Silver Blaze
"KURASA, Watson, aku harus pergi," kata Holmes pada suatu pagi ketika kami sedang duduk menikmati sarapan.
"Pergi! Ke mana?"
"Ke Dartmoor, ke King's Pyland."
Aku tidak terkejut mendengarnya. Justru aku akan merasa heran kalau dia sampai tak terpengaruh oleh kasus yang luar biasa ini, yang telah menjadi topik pembicaraan hangat di seluruh Inggris. Sepanjang hari sebelumnya temanku berjalan mondar-mandir di ruangan kami dengan dagu tertekuk sampai ke dada dan kedua alis menyatu, sambil tak henti-hentinya mengisi dan mengisi lagi pipanya dengan tembakau hitam yang paling kuat. Telinganya benar-benar tuli terhadap semua pertanyaan atau komentar yang kuajukan. Semua koran edisi terbaru yang tiba cuma ditengoknya sejenak, lalu dilemparnya ke sudut ruangan. Tapi, walaupun dia diam seribu bahasa, aku tahu pasti apa yang sedang dipikirkannya. Saat ini, hanya ada satu kasus di masyarakat yang mampu menantang kemampuan analisisnya, yaitu lenyapnya secara aneh kuda pacuan favorit yang dijagokan dalam perlombaan memperebutkan Piala Wessex, dan pembunuhan tragis terhadap pelatihnya. Itulah sebabnya, aku sudah menduga dan mengharapkan dia akan pergi ke tempat kejadian.

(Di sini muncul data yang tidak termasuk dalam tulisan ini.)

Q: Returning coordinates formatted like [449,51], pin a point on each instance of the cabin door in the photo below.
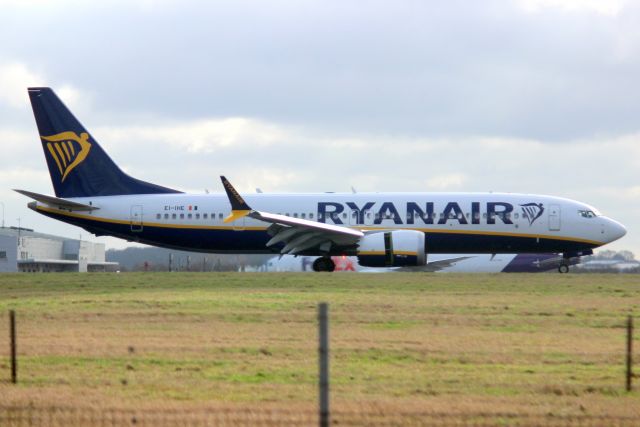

"Dengan senang hati aku akan menemanimu kalau kau tak keberatan," kataku
"Sobatku Watson, keikutsertaanmu akan sangat menolongku. Dan kurasa waktumu tak akan terbuang dengan sia-sia, karena ada hal-hal sehubungan dengan kasus ini yang kelihatannya sangat unik. Kurasa kita masih keburu untuk naik kereta api dari Paddington, dan aku akan mempelajari kasus ini dengan lebih saksama selama perjalanan nanti. Tolong kaubawa teropongmu yang akan amat berguna di lapangan nantinya."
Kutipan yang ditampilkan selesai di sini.